Bill Wiggin, a stalwart Conservative MP, told Times Radio: “It doesn’t sound quite like the sort of ‘taking back control of our borders’ that we said we would do when we fought the last election.”

Another Home Office source told the same newspaper that the department was taking “a bit of a risk in order to get the backlog down”; however, an official Home Office statement insisted the scheme was not designed to give “blanket” refugee status to those eligible for the fast-track scheme.

“The Prime Minister and the Home Secretary are clear that we need to clear the backlog in order to be able to detain people and swiftly remove them when we have the new legislation,” the Home Office added.

The move comes as new Home Office data published on Thursday shows the U.K.’s asylum-seeker backlog has surpassed 150,000 applicants stretching back more than two years and has an upkeep bill of more than £2.1 billion (€2.38 billion) per year.

The risk factor, however, is undeniable. While 95 percent of asylum claims from the selected countries may be granted, there are horrifying examples of nationals from those countries who slipped through the net to commit atrocious acts of violence across Britain.

One such instance involved Lawangeen Abdulrahimzai, an Afghan national who was handed a life sentence with a minimum term of 29 years last month for stabbing to death an aspiring Royal Marine in Dorset last year.

Another example involved four Afghan teenage boys who were arrested earlier this month for the alleged rape of a fellow pupil at a school in Kent. The suspects were eventually released without charge after the complainant stopped cooperating with the police, sparking protests among female students outside the school’s gates this week.

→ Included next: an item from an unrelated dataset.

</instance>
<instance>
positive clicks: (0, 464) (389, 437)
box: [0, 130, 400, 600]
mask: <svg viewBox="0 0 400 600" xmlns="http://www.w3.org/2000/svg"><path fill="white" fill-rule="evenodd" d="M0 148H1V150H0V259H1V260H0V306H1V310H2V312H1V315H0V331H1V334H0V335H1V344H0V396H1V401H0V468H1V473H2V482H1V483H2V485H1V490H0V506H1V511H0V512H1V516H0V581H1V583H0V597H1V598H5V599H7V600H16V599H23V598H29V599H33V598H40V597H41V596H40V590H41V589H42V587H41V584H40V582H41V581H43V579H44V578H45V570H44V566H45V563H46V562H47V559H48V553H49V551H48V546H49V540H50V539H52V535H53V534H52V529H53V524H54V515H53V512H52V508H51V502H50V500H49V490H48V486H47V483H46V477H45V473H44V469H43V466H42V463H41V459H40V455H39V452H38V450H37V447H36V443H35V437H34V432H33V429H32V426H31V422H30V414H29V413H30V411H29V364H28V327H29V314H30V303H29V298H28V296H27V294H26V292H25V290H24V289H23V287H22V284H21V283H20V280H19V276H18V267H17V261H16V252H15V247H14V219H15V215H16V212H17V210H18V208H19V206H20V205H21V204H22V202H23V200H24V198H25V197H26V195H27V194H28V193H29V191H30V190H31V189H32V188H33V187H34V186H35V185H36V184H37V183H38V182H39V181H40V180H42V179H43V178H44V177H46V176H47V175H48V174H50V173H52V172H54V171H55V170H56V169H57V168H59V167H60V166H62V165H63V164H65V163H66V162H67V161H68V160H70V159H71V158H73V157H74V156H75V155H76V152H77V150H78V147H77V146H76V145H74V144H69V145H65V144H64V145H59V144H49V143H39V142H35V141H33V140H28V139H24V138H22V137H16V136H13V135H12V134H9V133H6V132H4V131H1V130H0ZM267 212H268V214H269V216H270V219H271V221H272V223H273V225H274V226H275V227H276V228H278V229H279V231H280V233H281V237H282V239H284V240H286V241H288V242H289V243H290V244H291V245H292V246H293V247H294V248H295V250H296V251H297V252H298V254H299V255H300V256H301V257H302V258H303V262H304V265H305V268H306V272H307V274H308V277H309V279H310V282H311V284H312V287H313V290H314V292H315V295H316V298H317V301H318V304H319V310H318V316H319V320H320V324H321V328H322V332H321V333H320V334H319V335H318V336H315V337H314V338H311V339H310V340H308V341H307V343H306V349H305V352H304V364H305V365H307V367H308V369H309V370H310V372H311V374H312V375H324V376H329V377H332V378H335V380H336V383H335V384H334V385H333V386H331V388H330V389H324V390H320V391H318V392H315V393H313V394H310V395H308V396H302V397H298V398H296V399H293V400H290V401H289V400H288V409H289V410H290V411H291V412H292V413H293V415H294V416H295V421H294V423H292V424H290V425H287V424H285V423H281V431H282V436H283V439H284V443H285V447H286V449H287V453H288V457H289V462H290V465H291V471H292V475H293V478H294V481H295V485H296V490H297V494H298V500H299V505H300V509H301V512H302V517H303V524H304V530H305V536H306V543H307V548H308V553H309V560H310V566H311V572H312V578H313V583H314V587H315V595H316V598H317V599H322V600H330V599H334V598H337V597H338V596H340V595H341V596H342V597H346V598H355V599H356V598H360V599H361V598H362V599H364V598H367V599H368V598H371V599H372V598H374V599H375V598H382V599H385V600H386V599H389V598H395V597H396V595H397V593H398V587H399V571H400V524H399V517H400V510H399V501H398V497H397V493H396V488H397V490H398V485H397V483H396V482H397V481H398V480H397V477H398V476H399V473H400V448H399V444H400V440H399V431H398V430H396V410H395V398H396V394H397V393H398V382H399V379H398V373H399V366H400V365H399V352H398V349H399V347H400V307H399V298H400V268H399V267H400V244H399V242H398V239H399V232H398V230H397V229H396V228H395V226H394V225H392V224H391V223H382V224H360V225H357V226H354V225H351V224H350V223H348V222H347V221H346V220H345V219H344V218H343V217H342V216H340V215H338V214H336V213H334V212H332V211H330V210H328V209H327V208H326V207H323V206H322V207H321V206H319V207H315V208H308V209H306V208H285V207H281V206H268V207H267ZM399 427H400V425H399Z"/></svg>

Commenting on the enormous asylum backlog, Alp Mehmet, chairman of Migration Watch UK, said: “The ballooning of the backlog is inevitable. With the rate of illegal Channel crossings already greater than it was in 2022 and the level of returns minimal, the number of crossings will go on increasing.

“The only solution is to stop the illegal influx. What the government must not do is reduce the backlog by effectively declaring an amnesty in all but name. That would prove disastrous.”